No clear circuit split appears in the material released with the letter. The more immediate conflict is between the BIA’s reading of immigration court procedure and the lawmakers’ reading of DOJ regulations and Fifth Circuit DACA rulings. That said, outcomes may still vary by jurisdiction. Circuit precedent can shape how much deference a court gives the BIA, how it reads docket-control regulations, and how it treats deferred action in the removal context.
Practice point: A respondent with DACA in proceedings may still need separate litigation strategy on termination, dismissal, administrative closure, prosecutorial discretion, bond, and any applications for relief under the INA.
The practical effect on future cases is straightforward. Government counsel may cite Matter of Santiago-Santiago to oppose termination motions that rely only on DACA approval notices. Respondents, in turn, may need broader records. That can include proof of deferred action, equities supporting prosecutorial discretion, pending collateral relief before USCIS, or eligibility for relief such as adjustment of status, cancellation, asylum under INA § 208, withholding under INA § 241(b)(3), or protection under the Convention Against Torture.

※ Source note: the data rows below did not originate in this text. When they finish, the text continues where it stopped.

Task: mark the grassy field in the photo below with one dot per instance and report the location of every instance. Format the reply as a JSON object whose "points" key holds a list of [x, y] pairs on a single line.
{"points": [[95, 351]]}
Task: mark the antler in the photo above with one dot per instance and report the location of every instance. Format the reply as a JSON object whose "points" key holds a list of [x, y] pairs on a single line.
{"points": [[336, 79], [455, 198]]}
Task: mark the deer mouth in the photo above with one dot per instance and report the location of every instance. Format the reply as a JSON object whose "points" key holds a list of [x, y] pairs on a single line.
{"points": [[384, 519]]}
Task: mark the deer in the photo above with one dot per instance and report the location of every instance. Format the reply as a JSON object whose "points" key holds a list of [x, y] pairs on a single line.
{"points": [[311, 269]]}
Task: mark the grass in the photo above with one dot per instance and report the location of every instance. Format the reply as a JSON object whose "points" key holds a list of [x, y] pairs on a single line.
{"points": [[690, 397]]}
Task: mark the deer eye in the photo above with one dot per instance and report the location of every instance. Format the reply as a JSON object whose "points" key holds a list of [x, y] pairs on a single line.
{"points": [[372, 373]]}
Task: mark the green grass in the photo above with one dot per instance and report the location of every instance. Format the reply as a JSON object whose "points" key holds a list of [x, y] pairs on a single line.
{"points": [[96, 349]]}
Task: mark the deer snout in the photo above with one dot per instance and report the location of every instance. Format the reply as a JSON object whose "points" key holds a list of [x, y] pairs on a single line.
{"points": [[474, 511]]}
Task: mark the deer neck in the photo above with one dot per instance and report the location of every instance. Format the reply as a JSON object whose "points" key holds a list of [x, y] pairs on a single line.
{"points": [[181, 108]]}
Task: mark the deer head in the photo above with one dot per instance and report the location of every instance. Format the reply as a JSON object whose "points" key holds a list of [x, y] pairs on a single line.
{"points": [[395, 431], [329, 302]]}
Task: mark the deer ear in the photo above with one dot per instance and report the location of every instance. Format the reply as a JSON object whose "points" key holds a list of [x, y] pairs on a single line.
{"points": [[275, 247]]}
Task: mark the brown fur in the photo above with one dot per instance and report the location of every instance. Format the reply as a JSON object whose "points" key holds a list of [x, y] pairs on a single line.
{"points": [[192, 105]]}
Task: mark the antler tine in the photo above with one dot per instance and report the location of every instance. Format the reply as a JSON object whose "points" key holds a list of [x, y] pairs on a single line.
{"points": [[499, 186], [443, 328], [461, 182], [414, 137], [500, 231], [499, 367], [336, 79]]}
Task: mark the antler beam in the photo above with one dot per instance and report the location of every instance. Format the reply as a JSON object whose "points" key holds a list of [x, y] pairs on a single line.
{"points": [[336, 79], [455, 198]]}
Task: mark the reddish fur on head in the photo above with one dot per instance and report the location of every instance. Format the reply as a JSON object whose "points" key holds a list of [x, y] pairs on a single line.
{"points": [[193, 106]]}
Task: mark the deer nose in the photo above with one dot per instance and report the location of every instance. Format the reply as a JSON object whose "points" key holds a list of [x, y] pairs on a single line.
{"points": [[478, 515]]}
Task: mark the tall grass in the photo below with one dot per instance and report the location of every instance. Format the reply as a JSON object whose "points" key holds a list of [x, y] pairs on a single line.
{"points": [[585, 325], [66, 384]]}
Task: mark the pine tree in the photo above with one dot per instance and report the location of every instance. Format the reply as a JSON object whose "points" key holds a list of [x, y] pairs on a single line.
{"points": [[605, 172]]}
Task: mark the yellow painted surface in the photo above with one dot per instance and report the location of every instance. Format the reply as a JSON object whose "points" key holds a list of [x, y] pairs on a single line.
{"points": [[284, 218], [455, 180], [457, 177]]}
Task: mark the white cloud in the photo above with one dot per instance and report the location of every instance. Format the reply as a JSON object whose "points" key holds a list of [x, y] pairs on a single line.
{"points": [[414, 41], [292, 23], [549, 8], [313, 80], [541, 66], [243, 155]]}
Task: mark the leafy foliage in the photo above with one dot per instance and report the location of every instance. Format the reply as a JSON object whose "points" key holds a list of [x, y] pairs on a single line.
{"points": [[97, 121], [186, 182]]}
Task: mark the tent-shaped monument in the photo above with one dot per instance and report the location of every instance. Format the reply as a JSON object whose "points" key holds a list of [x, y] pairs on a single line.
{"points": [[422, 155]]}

Attorneys may also frame the issue as one of agency coordination. DHS grants deferred action. ICE trial counsel represents the government in court. Immigration judges manage proceedings subject to DOJ rules. In many cases, the strongest path may be a joint request from DHS counsel rather than a respondent-only motion. That has always been true to some degree, but a restrictive BIA reading makes government agreement more valuable.
The letter does not identify a dissenting BIA opinion, and none has been publicly highlighted by the lawmakers who objected to the decision. The pressure campaign instead asks the Attorney General to review the precedent. That review power is significant. The Attorney General may refer BIA decisions to himself, vacate them, or issue a new precedent that binds immigration judges and the Board, subject to federal court review.
That is why the next step is institutional rather than legislative. The members asked Acting Attorney General Todd Blanche to revisit the case. If DOJ declines, litigants may test the issue in the courts of appeals. If DOJ intervenes, the department could clarify whether deferred action, including DACA, fits within existing termination rules or whether a new regulation is needed.
Anyone currently in proceedings should treat this dispute as a live procedural issue, not an abstract policy debate. DACA recipients with hearing notices, prior removal orders, denied continuances, or pending relief before USCIS should have their files reviewed promptly. Case posture matters. Venue matters. The contents of the notice to appear matter. So does the position taken by ICE counsel in a particular court.
Official information about the immigration courts is available at [justice.gov/eoir](https://www.justice.gov/eoir). USCIS information on deferred action and related benefits is available at [uscis.gov](https://www.uscis.gov). Attorney referrals are available through [AILA Lawyer Referral](https://www.aila.org/find-a-lawyer) and the Immigration Advocates Network.
⚖️ Legal Disclaimer: This article provides general information about immigration law and is not legal advice. Immigration cases are highly fact-specific, and laws vary by jurisdiction. Consult a qualified immigration attorney for advice about your specific situation.